I tend to agree with you Chas, not dying, but it certainly appears to be flattening out.


----------



## lownote (Jan 3, 2008)

I'm not sure how you can say this. In the next year, aristo is introducing

A "modern" 2-8-0

A PCC car
a new remote control system

a live steam version of its 0-4-0

and some other stuff I've forgotten 


USAT is introducing or just released 


Dockside switcher 

center cupola cabbose
B6 0-6-0 



Bachmann is bringing out a mallet


----------



## wchasr (Jan 2, 2008)

Posted By lownote on 12/17/2008 8:30 AM
I'm not sure how you can say this. In the next year, aristo is introducing

A "modern" 2-8-0

A PCC car
a new remote control system

a live steam version of its 0-4-0

and some other stuff I've forgotten 


USAT is introducing or just released 


Dockside switcher 

center cupola cabbose
B6 0-6-0 



Bachmann is bringing out a mallet

What about all the items that have been promised by manufactururs and then taken away deemed as "too expensive right now"?


----------



## vsmith (Jan 2, 2008)

Posted By wchasr on 12/17/2008 11:50 AM
Posted By lownote on 12/17/2008 8:30 AM
I'm not sure how you can say this. In the next year, aristo is introducing

A "modern" 2-8-0

A PCC car
a new remote control system

a live steam version of its 0-4-0

and some other stuff I've forgotten 


USAT is introducing or just released 


Dockside switcher 

center cupola cabbose
B6 0-6-0 



Bachmann is bringing out a mallet

What about all the items that have been promised by manufactururs and then taken away deemed as "too expensive right now"? 
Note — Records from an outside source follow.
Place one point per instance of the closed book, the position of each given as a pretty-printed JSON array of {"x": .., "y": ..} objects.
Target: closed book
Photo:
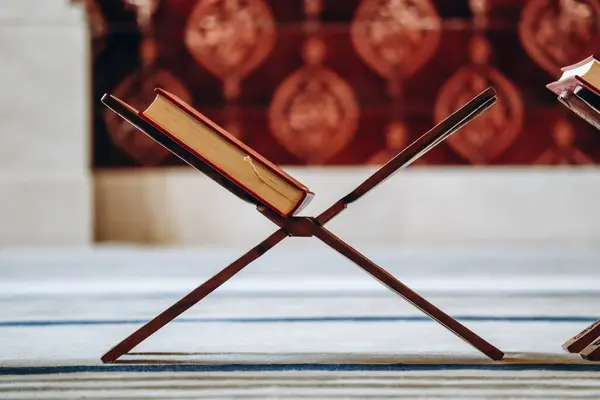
[{"x": 197, "y": 135}]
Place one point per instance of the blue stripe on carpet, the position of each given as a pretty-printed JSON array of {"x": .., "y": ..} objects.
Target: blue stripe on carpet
[
  {"x": 364, "y": 319},
  {"x": 293, "y": 367}
]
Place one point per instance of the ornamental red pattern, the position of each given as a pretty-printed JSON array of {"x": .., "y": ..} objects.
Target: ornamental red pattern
[{"x": 329, "y": 82}]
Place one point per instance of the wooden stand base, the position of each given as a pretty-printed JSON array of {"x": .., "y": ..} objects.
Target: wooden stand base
[
  {"x": 303, "y": 227},
  {"x": 585, "y": 342}
]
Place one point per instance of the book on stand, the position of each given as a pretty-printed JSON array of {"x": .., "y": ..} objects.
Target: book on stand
[{"x": 578, "y": 89}]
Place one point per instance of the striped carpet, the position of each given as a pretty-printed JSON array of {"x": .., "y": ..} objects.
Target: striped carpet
[{"x": 300, "y": 323}]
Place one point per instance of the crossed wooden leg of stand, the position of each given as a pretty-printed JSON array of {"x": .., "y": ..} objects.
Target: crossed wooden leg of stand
[
  {"x": 302, "y": 227},
  {"x": 586, "y": 343}
]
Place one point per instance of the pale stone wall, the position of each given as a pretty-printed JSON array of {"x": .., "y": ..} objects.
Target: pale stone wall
[{"x": 45, "y": 190}]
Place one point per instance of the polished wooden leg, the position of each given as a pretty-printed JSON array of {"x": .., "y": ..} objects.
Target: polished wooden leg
[
  {"x": 192, "y": 298},
  {"x": 583, "y": 339},
  {"x": 592, "y": 352},
  {"x": 411, "y": 296}
]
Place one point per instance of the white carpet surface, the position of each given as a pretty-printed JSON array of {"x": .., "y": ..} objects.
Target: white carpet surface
[{"x": 302, "y": 322}]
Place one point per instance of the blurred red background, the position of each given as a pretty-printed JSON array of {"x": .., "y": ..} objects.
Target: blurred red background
[{"x": 347, "y": 82}]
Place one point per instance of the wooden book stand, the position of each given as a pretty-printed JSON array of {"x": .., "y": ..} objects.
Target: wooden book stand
[
  {"x": 310, "y": 226},
  {"x": 586, "y": 343}
]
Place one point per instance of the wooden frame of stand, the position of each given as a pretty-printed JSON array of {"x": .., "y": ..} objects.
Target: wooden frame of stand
[{"x": 310, "y": 226}]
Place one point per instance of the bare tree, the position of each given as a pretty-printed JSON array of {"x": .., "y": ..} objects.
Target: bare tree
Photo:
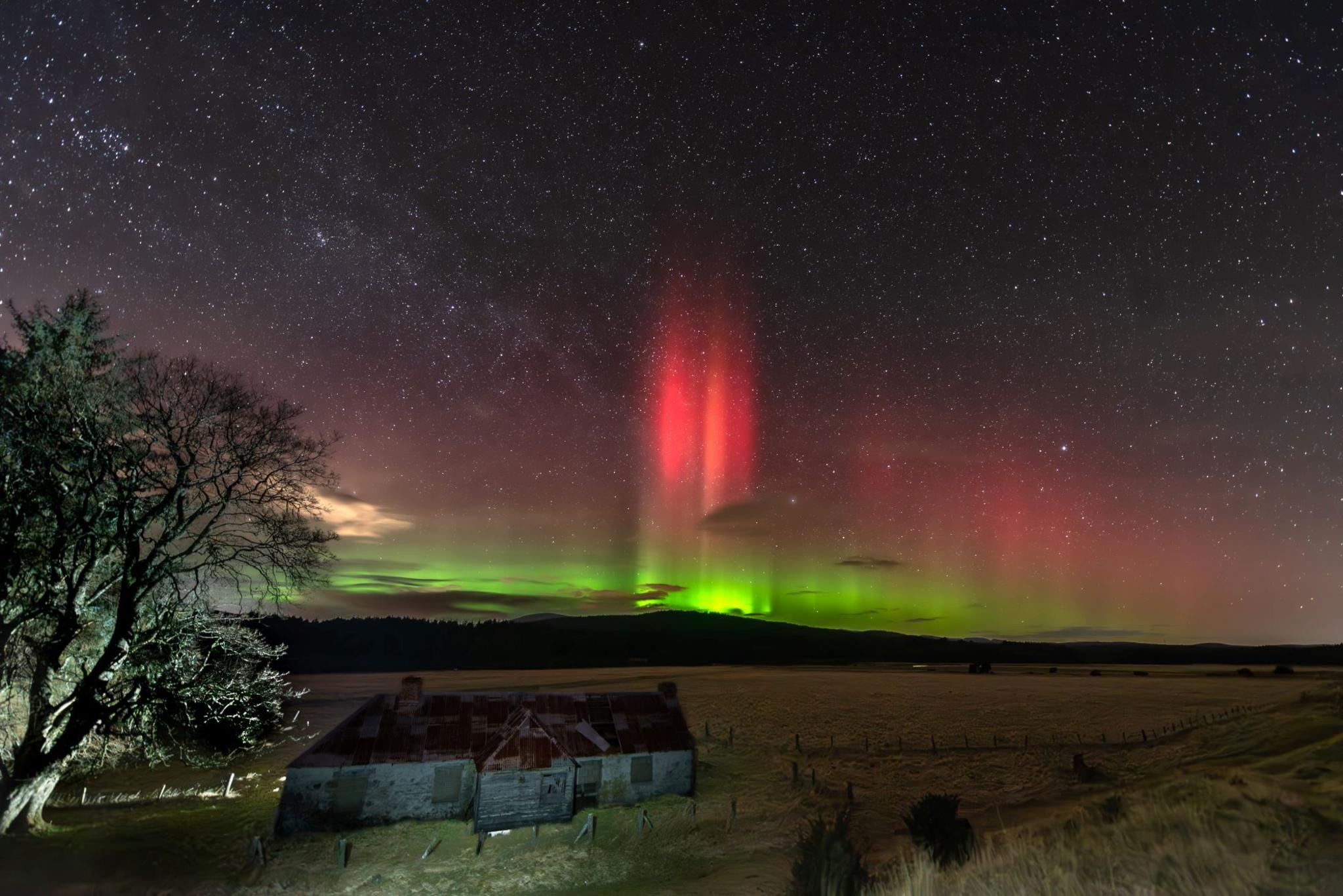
[{"x": 137, "y": 496}]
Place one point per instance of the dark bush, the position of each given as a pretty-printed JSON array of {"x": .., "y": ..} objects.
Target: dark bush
[
  {"x": 829, "y": 863},
  {"x": 935, "y": 828}
]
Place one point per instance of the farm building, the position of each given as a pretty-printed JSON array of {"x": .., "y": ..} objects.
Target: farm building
[{"x": 504, "y": 759}]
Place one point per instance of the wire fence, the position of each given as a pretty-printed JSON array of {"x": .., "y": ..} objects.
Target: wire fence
[{"x": 966, "y": 741}]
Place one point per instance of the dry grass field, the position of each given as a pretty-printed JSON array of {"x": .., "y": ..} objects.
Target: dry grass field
[{"x": 1240, "y": 771}]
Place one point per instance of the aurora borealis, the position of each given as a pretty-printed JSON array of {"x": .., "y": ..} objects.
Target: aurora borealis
[{"x": 944, "y": 321}]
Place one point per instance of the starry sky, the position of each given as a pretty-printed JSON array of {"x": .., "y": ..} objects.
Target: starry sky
[{"x": 944, "y": 320}]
That bloody little USA B-6 has been "coming soon" for the last 4 years, even if it did, at $1.3K who cares? I can't afford that ...

Anyone else notice an interesting trend here? Aristo's last release was the C-16, and all the locomotives listed above also have one major thing in common, they are all small radius (5' or smaller) compliant, the Mallet will do 5' dia., even R1's s with some mods so we are told. I'll bet the Aristo Connie will also be 5' compliant, maybe R1 if it indeed has blind drivers.

Maybe, just maybe, they've finally figured it out... namely that *most* large scalers have small suburban yards, not a spare acre of farmland. Offerings that are small radius compliant is a marked change from the "Bigger is Better" trend of the last few years. It indicates a move towards the broadest possible market and less niche offerings (did we really need 3 GG1s?)


----------



## Spule 4 (Jan 2, 2008)

Bigger is better is hitting the other scales too. HO steam is a perfect example.


----------